Kith signed a lease at 25 Kent Ave. in Williamsburg for 57,679 square feet of manufacturing space, according to a statement Monday from the property’s developers, Rubenstein Partners and Heritage Equity Partners. The eight-story building is the neighborhood’s first ground-up commercial development in more than 40 years and the company will have about 90 employees there.
As tech giants from Facebook Inc. to Amazon continue to flood Manhattan with new office leases, more apparel makers are moving east to Brooklyn. Kith is relocating from its Soho headquarters, similar to global fashion brand Lafayette 148 New York, which moved to the Brooklyn Navy Yard from Manhattan last year.

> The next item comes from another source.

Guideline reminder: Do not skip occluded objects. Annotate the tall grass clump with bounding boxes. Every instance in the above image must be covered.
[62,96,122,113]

Plans for 25 Kent have been in the works since 2013, and construction was completed in July “on spec,” meaning without any tenant commitments. The 500,000-square-foot property is designed primarily as an office building -- with a smaller portion for production, retail and light manufacturing -- but it has yet to sign up any office occupants.
“Manufacturing was always viewed as a catalyst for the building,” said Jeff Fronek, director of acquisitions at Rubenstein. “A lot of the office users wanted to understand who the manufacturing tenants would be to make sure there was compatibility.”
The firm is in talks with several more potential tenants, including technology companies and a brewery, Fronek said. The developers are aiming to fill the building, along the East River on Williamsburg’s northern edge, by mid-2021, Fronek said.
Trendy Brooklyn’s effort to transform itself into an office destination for tech firms has had mixed results. The borough has seen a 356% jump in startup growth since 2008, according to a report by the Center for an Urban Future. While that’s helped spur scores of development projects and leases, Brooklyn still isn’t attracting the major global companies that are grabbing large swaths of real estate in Manhattan.
“What we’re seeing is tenants will gravitate toward the projects that can address all of their needs,” Fronek said. “We took a very narrow view on what we thought would be successful, and that was waterfront, new construction, large floorplate and this whole mixed-use idea that you would have a commercial ecosystem under one roof.”